The above chunks set up all samples for all markers and only need to be done
once per analysis. The following steps will need to be repeated as many times as
the number of microsatellite markers you have.

Using the `score_markers_rev3` function (adapted from `Fragman`), you can
score genotyped peaks based on size (weight) and intensity (height). This
function bins peaks by comparing observed fragment sizes to expected
microsatellite fragment sizes.

**Key Parameters to Customize**

* `my.inds`: The object containing your .fsa data.

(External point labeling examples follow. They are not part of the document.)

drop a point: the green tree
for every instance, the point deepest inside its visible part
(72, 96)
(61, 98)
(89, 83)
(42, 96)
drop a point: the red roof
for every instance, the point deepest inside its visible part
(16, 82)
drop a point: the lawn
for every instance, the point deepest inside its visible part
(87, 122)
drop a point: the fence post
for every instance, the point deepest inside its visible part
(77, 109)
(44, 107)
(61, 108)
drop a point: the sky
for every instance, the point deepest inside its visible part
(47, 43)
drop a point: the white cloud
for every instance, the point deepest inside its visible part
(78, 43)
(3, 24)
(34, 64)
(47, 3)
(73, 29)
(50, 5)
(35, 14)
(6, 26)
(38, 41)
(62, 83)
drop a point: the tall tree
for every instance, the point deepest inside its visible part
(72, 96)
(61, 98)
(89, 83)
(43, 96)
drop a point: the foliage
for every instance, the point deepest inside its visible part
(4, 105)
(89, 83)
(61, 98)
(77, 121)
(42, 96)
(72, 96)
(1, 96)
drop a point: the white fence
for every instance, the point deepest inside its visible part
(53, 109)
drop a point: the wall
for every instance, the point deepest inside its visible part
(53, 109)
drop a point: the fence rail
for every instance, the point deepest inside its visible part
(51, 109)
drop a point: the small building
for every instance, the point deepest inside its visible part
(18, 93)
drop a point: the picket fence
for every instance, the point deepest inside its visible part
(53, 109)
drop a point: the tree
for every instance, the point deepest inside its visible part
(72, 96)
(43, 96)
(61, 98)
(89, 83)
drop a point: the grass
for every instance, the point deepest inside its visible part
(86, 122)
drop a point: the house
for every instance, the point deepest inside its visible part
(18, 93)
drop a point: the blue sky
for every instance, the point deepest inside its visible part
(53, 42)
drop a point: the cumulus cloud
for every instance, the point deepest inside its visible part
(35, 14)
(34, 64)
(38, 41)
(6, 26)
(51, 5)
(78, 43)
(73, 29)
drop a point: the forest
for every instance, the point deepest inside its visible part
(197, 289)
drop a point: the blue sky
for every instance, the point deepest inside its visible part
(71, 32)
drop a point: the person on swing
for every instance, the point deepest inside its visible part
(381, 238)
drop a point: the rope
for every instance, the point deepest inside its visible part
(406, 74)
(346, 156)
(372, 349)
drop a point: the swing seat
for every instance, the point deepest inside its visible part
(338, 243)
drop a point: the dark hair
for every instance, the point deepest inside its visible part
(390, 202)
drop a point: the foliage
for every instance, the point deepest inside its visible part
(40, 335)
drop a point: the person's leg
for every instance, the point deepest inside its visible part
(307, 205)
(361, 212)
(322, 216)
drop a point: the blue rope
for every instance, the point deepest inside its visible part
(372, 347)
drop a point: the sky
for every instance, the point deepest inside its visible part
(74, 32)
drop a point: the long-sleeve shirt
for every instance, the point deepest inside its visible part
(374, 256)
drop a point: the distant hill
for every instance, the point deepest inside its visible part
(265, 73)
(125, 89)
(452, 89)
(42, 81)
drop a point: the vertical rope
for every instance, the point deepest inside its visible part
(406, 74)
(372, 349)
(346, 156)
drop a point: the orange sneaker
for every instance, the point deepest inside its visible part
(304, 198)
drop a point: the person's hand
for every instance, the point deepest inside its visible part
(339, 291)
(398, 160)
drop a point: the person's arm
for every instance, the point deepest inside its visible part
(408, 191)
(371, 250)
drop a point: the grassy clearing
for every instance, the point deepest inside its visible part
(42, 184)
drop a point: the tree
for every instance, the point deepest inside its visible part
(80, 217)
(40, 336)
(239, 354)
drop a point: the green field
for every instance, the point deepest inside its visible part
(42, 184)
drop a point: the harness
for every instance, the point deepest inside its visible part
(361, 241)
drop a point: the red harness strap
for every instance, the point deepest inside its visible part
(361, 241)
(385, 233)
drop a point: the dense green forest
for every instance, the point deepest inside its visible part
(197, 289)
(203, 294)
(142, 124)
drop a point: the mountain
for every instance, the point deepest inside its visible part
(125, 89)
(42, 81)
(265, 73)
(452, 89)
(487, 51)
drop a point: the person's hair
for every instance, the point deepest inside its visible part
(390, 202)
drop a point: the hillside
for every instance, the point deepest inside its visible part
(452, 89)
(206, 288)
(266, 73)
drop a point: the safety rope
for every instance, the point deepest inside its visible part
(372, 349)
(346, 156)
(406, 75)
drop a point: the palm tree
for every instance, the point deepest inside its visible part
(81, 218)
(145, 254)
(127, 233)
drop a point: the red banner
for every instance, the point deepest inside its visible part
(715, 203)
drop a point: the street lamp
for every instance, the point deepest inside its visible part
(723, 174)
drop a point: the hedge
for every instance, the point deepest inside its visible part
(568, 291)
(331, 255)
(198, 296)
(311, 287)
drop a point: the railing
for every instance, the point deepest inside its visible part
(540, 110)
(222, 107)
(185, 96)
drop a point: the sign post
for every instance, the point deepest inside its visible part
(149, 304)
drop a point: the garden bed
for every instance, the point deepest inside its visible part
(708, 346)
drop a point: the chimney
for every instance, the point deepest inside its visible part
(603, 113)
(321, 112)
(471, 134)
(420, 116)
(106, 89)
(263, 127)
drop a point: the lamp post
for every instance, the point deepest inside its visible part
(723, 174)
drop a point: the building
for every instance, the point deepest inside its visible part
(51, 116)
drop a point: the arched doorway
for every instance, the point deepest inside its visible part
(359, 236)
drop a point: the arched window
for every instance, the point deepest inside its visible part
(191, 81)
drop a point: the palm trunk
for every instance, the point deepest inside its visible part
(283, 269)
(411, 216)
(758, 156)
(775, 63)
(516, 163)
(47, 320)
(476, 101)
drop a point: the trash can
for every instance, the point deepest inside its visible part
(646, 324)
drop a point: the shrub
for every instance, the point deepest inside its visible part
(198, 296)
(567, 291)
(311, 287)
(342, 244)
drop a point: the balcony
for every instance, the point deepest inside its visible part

* `channel`: The fluorescence channel to analyze (e.g., 1 = blue, 2 = green, etc.).

* `panel`: Expected fragment sizes for your sample.

* `Ladder`: The ladder associated with your dataset.

* `init.thresh`: RFU value threshold to consider a peak valid.

* `ploidy`: The number of possible alleles per marker (e.g., for diploids, ploidy = 2).

Other options like `window` (distance from the expected size to count as a
peak) and `shift` (handling stutter peaks) can be adjusted as needed.
Refer to the `Fragman` documentation for detailed explanations.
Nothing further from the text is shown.